Sinthee or Sinthi is a neighbourhood of North Kolkata in Kolkata district in the Indian state of West Bengal.

==History==
The East India Company obtained from the Mughal emperor Farrukhsiyar, in 1717, the right to rent from 38 villages surrounding their settlement. Of these 5 lay across the Hooghly in what is now Howrah district. The remaining 33 villages were on the Calcutta side. After the fall of Siraj-ud-Daulah, the last independent Nawab of Bengal, it purchased these villages in 1758 from Mir Jafar and reorganised them. These villages were known en-bloc as Dihi Panchannagram and Sinthee was one of them. It was considered to be a suburb beyond the limits of the Maratha Ditch.

==Geography==
===Location===

Sinthee is surrounded by South Dum Dum and Dum Dum in the east, Dum Dum Road in the south, Baranagar in the north, Cossipore & Barrackpore Trunk Road in the west.

===Police district===
Sinthee police station is part of the North and North Suburban division of Kolkata Police. Located at 145/1 South Sinthi Road, Kolkata-700050, it has jurisdiction over Sinthee neighbourhood/ Ward No. 2 of Kolkata Municipal Corporation.

Amherst Street Women police station covers all police districts under the jurisdiction of the North and North Suburban division i.e. Amherst Street, Jorabagan, Shyampukur, Cossipore, Chitpur, Sinthi, Burtolla and Tala.

===Landmarks===
- Rabindra Bharati University
- B. T. Road Government Sponsored H. S. School
- Birla Institute of Technology
- Department of Economics, University of Calcutta

==Transport==
===Road===
B.T. Road passes along the west boundary of Sinthee. Many buses ply through 'Sinthee More' on B.T. Road. The only bus (Private bus) which enters into Sinthee is 30A (Sinthee More - Esplanade), which runs along KC Ghosh Road.

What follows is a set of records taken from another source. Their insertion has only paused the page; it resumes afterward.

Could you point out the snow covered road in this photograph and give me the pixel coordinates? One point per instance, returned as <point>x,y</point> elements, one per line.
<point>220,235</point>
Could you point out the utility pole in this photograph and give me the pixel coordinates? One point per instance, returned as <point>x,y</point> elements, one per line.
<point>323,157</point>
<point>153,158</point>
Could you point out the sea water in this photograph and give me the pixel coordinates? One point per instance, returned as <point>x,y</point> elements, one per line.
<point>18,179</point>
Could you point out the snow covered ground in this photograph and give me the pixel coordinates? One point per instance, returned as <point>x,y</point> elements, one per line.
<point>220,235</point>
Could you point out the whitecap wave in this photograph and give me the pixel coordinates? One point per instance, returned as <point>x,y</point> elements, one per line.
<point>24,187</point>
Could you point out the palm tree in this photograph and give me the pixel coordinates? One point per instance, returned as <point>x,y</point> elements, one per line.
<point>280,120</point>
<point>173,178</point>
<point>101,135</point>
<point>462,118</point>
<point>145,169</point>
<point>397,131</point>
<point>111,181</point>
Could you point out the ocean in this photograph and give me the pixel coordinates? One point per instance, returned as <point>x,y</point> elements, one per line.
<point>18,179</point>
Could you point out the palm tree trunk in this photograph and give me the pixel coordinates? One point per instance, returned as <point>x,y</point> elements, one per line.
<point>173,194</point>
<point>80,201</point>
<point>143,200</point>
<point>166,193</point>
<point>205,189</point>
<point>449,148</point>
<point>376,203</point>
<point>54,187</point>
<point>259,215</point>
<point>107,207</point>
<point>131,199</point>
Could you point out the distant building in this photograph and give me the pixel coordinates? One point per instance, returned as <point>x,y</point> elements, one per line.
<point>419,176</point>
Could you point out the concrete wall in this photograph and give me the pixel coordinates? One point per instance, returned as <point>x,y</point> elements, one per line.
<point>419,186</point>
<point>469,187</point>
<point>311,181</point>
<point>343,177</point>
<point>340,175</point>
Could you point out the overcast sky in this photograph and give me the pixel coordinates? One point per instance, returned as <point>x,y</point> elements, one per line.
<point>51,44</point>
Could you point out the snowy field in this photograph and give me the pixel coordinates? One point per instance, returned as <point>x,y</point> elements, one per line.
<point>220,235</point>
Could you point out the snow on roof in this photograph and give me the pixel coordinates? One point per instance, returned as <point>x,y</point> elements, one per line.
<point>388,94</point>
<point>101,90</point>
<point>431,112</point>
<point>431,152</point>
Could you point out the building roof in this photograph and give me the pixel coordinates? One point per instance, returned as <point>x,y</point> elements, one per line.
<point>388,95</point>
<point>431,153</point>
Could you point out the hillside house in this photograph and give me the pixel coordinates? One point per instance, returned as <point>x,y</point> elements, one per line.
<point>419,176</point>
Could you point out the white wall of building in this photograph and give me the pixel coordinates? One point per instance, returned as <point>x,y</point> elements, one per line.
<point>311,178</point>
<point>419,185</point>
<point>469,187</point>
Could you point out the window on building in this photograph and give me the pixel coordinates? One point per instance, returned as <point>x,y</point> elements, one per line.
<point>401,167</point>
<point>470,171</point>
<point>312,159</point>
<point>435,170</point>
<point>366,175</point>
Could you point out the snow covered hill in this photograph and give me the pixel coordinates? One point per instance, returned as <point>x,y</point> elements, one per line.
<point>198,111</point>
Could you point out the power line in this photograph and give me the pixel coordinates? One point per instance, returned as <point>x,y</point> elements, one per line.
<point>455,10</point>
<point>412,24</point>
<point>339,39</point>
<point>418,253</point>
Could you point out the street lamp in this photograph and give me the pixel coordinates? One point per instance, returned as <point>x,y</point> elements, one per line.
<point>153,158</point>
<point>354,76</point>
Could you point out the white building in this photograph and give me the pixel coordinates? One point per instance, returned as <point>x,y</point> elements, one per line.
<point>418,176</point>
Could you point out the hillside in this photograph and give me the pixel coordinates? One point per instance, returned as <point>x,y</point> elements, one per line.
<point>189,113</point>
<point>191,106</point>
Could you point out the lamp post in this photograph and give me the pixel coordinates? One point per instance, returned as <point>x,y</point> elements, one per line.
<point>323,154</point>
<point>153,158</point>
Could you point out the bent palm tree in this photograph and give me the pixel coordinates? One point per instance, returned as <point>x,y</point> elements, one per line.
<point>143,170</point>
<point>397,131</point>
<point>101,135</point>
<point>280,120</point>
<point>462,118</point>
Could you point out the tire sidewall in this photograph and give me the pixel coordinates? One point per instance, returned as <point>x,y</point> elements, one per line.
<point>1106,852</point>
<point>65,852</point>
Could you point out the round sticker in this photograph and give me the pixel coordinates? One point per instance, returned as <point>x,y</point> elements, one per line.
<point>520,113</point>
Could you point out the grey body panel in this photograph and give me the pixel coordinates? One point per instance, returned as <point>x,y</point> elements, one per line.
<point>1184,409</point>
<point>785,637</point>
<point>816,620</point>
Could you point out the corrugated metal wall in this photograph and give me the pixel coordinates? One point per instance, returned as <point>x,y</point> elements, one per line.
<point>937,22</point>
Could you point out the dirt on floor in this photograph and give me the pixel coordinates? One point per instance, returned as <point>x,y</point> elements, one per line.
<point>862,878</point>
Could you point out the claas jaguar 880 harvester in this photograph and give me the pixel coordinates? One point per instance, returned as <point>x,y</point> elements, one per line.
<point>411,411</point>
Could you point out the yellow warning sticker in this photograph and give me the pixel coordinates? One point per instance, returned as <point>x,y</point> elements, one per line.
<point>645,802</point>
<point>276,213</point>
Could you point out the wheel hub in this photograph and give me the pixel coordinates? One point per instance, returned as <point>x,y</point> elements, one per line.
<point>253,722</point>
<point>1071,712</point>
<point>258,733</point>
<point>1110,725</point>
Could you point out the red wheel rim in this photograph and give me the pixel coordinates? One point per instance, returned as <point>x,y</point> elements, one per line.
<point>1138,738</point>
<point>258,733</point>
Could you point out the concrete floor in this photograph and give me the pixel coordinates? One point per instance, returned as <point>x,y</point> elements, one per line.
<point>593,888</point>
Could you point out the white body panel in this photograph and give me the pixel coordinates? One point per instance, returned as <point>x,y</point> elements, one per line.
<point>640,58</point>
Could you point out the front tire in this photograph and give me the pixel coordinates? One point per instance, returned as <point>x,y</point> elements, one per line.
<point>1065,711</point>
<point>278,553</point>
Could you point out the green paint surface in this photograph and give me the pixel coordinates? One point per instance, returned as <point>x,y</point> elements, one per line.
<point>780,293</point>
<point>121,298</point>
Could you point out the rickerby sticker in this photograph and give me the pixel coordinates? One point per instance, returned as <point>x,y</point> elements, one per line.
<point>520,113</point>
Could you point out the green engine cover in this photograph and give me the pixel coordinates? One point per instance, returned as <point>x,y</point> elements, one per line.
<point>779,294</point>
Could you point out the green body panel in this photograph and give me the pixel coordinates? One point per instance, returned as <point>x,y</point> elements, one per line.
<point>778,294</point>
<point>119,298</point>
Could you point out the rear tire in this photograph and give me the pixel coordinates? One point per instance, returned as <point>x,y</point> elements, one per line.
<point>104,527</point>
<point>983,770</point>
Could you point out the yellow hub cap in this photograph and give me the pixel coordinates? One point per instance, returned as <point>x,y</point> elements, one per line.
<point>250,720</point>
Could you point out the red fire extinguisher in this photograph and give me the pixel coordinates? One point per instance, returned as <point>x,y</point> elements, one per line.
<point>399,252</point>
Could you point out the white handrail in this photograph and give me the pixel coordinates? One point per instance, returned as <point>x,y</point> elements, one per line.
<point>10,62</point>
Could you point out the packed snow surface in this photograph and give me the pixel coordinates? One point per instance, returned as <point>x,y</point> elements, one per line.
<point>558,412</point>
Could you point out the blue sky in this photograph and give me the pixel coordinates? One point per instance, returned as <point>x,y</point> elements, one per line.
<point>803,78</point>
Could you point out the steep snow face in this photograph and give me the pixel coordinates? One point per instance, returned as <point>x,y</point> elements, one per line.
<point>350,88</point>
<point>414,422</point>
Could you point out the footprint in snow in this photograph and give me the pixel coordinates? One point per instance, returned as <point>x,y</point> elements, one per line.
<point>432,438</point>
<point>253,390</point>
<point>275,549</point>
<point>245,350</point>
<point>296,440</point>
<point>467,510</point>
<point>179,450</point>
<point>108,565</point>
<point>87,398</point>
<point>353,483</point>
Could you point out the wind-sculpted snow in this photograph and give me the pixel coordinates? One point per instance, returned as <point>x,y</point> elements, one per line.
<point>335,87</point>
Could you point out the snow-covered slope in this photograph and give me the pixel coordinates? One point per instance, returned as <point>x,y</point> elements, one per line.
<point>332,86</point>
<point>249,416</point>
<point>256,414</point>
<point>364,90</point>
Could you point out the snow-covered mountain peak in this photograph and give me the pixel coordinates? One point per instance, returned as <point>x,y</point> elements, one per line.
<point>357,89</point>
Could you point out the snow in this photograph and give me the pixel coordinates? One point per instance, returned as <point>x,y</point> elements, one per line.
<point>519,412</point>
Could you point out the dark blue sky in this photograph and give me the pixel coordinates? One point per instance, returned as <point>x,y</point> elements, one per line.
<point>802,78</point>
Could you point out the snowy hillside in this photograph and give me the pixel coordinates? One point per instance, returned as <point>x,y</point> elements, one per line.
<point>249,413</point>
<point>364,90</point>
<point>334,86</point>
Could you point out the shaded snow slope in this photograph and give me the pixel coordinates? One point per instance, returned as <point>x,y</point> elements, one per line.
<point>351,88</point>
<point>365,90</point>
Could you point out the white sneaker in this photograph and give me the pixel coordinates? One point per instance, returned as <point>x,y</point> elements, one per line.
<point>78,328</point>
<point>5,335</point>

A large number of buses ply on B.T. Road via Sinthee More are as follows:

WBTC Bus

- AC 54 (Rathtala - Howrah Stn)
- S 9A (Dunlop - Ballygunge Stn)
- E-32 (Nilgunj Depot - Howrah Stn)
- ACT-32 (Barrackpore - Howrah Stn)
- AC-54B (Barrackpore - Howrah Stn)
- AC 20 (Barrackpore - Santragachi)
- S 32 (Barrackpore Court - Howrah Stn)
- S 11 (Nilgunj Depot - Esplanade)
- S 57 (Ariadaha - Nabanna)
- S 58 (Barrackpore - Karunamoyee)
- M-34 (Dum Dum Cant - Esplanade)

Private Bus

- 30A (Sinthee More - Esplanade)
- 34C (Noapara - Esplanade)
- K-4 (Dakshineswar - Ruby)
- 78 (Barrackpore - Esplanade)
- 78/1 (Rahara - Babughat)
- 201 (Nimta - Salt Lake Sector V)
- 214 (Sajirhat - Babughat)
- 214A (Sodepur Girja - Esplanade)
- 32A (Dakshineswar - Salt Lake Sector V)
- 222 (Bon-Hooghly - Behala Chowrasta)
- 230 (Kamarhati - Alipur Zoo)
- 234 (Belgharia - Golf Green)
- 234/1 (Belgharia - Golf Green)
- S-164 Mini (Tobin Road - BBD Bag)
- S-180 Mini (Belgharia - Howrah Fire Service)
- S-185 Mini (Nimta Paikpara - Howrah Stn)
- Nagerbazar - Salap More Bus
- Nagerbazar - Dankuni Housing Bus
- Lake Town - Dankuni Housing Bus
- Kamalgazi - Dankuni Housing Bus
- Barrackpore - Howrah Stn Bus
- Madhyamgram - Howrah Stn Bus
- Shyambazar - Bagnan Bus etc

===Train===
Dum Dum Junction is the nearest railway station of Sinthee. Dum Dum Metro Station is the neighborhood subway station.